The average value

Presentation slides and video of a talk I gave about notions of averages (one-parameter models), loss functions and simple machine learning problems.

Below is a transcript with slides, if you prefer reading over listening.


The average value

Hello, my name is Tommy and this is a recording of a talk I gave at an IT conference. The title is “The average value” and the intended audience is intermediate-level data scientists. In this recording, I’ll go through the presentation informally. I’ll assume you have some mathematical background and are interested in data science. If you want to look at these slides or check the references, you can download them from this URL.

The average value—this is the equation for it, and if that was all there was to say, the talk would end here. This slide introduces some notation, but obviously to make a presentation out of this, we need to generalize away from this equation.

We’ll do that by looking at the optimization problem that this equation—the arithmetic average—solves. That’s the least squares optimization problem. In general, in machine learning, when we do regression tasks, it’s very common that we have squared loss and some kind of function \(f\) where we want to compute the optimal parameters for \(f\). Here, \(f\) could be a tree-based model, linear regression, or neural network, and somehow we find the best parameters \(\theta\).

However, there is typically no closed-form solution. For the arithmetic average there is a closed-form equation, but for many more complicated models, you use something like gradient descent or Newton’s method. You end up with a result, but there’s no equation you can use to just compute the results—it’s an iterative procedure. In many problems, there’s no guarantee that you have a global minimum or that you always end up with the same one.

Basically, this talk isn’t really about the average value—it’s about setting the model \(f\) to be a single parameter model. We set \(f(x,\theta) = \theta\) and ask ourselves “what else can we do?”. If we fix the model to be the simplest possible model we can think of, what else can we do? We can tweak the loss function!

Table of contents

Here’s the table of contents for the presentation:

  1. First, we’ll look at the Pythagorean averages—the arithmetic average, geometric average, and harmonic average—and see that there are loss functions that induce these averages in a very natural way
  2. Then we’ll look at the \(p\)-norm, which you might know about—it’s a way to measure distance, and we can use that to get the notion of the median and the midpoint
  3. We’ll examine Huber, Mellox, and quantiles, which are one-parameter models that go further away from the Pythagorean averages and \(p\)-norm
  4. Finally, we’ll look at some real-world examples aimed at developers: (1) ETA for file downloads and (2) Ranking products by ratings on websites

The Pythagorean averages

Let’s start with the Pythagorean averages.

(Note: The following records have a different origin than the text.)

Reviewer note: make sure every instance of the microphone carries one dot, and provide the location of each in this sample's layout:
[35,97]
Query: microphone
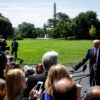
[84,67]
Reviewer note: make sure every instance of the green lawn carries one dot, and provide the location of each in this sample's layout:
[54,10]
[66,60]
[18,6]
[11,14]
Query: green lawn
[70,51]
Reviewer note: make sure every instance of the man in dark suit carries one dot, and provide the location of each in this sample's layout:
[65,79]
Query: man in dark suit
[49,58]
[93,55]
[14,46]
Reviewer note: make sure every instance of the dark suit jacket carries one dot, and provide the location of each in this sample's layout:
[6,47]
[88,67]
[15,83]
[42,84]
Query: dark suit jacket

The arithmetic average is the most common average, and it minimizes squared loss. There’s an assumption that if you’re twice as far off, it’s four times worse because you’re squaring the residuals. It has really nice mathematical properties—basically, if you have squared loss, you have a quadratic, so when you differentiate it, you get something linear that you can solve immediately. Newton’s method can solve this in one iteration—you can one-shot these squared problems!

This figure is important to understand—it shows for each data point (1, 3, and 6) the loss, and then shows the sum of these three losses over the three data points. That’s the solid blue line, and this is the loss function. If you minimize it, you get the arithmetic average, shown in the dashed line.

One final comment in the footnote: how do we get this squared loss in the first place? One way is to look at the normal distribution, which is essentially an exponential to the power of squares. But you also end up with averages in Poisson models and binomial models, so there are many types of assumptions about data that lead to arithmetic averages.

The geometric average minimizes multiplicative loss. If you take the logarithm of the data and the logarithm of the model and compare those, you get the multiplicative loss. Here, being one order of magnitude below is equally bad as being one order of magnitude above. The geometric average is like the arithmetic average but with multiplication—it’s the number that you have to multiply with itself \(n\) times to get the product of the data.

The harmonic average minimizes relative loss, where you measure errors relative to the true value. This is equivalent to doing weighted least squares where the weights are given by \(1/y_i\). This particular loss—the relative loss—is not the only loss function that induces this notion of average. The loss in the footnotes will also lead to the same harmonic average, but the relative loss one is more natural and commonly used.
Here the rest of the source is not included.